The following experimental analysis looks at a data set which contains values regarding the grinding parameters of a hypothetical material X. There were 64 total runs taken to determine the strength of the material. Below, I load the CSV which contains the data, and display the first 6 rows of the data set as an example of the organization of the data, as well as the structure of the data below that. Lastly I load the package FrF2 which will be used in creating a fractional factorial design for this experimental data analysis.
CSV<-read.csv("C:\\Users\\Anthony\\Desktop\\School\\RPI Year 1\\DoE\\DoeR8.csv",header=TRUE)
head(CSV)
## Table Feed Grit Direction Batch Concentration Strength
## 1 -1 -1 -1 -1 -1 -1 680
## 2 1 -1 -1 -1 -1 -1 722
## 3 -1 1 -1 -1 -1 -1 702
## 4 1 1 -1 -1 -1 -1 667
## 5 -1 -1 1 -1 -1 -1 704
## 6 1 -1 1 -1 -1 -1 642
str(CSV)
## 'data.frame': 64 obs. of 7 variables:
## $ Table : int -1 1 -1 1 -1 1 -1 1 -1 1 ...

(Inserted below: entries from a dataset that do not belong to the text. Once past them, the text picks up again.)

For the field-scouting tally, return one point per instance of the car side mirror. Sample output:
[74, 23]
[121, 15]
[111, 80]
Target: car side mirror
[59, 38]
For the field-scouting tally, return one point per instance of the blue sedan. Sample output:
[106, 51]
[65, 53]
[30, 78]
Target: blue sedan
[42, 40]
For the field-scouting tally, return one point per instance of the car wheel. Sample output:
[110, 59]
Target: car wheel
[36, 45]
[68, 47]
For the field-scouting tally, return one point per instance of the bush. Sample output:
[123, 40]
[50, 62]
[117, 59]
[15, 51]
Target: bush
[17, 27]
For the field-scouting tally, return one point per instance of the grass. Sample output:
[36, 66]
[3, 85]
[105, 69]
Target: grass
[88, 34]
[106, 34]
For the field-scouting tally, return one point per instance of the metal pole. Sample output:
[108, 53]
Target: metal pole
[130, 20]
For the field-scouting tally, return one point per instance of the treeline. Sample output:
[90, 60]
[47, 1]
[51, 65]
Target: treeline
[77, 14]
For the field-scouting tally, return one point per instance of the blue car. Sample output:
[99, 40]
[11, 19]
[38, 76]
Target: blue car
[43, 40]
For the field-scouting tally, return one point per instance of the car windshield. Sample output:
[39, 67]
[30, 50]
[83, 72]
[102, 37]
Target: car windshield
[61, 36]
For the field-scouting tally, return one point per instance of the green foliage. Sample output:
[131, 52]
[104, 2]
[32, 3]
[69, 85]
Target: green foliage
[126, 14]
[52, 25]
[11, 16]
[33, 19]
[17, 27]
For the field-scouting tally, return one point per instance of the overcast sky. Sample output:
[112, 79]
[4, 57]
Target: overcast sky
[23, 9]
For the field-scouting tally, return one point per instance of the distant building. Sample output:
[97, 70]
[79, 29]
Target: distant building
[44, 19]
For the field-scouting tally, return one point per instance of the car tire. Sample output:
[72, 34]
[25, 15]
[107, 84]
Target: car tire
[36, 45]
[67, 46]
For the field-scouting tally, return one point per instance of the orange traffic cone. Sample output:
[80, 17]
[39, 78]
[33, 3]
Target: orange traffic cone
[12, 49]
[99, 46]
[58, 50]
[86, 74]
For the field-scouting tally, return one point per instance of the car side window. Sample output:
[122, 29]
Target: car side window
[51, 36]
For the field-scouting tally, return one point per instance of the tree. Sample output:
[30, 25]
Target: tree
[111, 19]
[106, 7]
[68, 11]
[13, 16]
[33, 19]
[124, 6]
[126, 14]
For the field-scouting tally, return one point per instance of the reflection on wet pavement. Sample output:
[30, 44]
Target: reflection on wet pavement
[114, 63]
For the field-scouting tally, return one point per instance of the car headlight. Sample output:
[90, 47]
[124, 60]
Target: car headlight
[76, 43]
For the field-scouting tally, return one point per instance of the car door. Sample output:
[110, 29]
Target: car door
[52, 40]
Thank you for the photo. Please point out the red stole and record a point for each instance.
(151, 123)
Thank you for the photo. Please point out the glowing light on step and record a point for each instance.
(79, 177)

## $ Feed : int -1 -1 1 1 -1 -1 1 1 -1 -1 ...
## $ Grit : int -1 -1 -1 -1 1 1 1 1 -1 -1 ...
## $ Direction : int -1 -1 -1 -1 -1 -1 -1 -1 1 1 ...
## $ Batch : int -1 -1 -1 -1 -1 -1 -1 -1 -1 -1 ...
## $ Concentration: int -1 -1 -1 -1 -1 -1 -1 -1 -1 -1 ...
## $ Strength : int 680 722 702 667 704 642 693 669 492 476 ...
require(FrF2)
## Loading required package: FrF2
## Warning: package 'FrF2' was built under R version 3.1.2
## Loading required package: DoE.base
## Warning: package 'DoE.base' was built under R version 3.1.2
## Loading required package: grid
## Loading required package: conf.design
## Warning: package 'conf.design' was built under R version 3.1.2
##
## Attaching package: 'DoE.base'
##
## The following objects are masked from 'package:stats':
##
## aov, lm
##
## The following object is masked from 'package:graphics':
##
## plot.design
The factors involved in this experimental analysis are the Table Speed used during grinding (denoted as “Table”), the Down Feed Rate (denoted as “Feed”), the Wheel Grit (denoted as “Grit”), the Direction of the wheel (denoted as “Direction”), the Batch of the material used, and the Concentration of X in the material (denoted as “Concentration”). Each factor has two levels which are labelled as -1 or 1. The levels of table speed were -1=0.025 m/s and 1=0.125 m/s. The levels for down feed rate were -1=0.05mm and 1=0.125mm. The levels for wheel grit were -1=140/170 and 1=80/100. The factors for direction were -1=longitudinal and 1=transverse. The levels for batch were -1=batch 1 and 1=batch 2. And the factors for concentration were -1=low concentration of X and 1=high concentration of X.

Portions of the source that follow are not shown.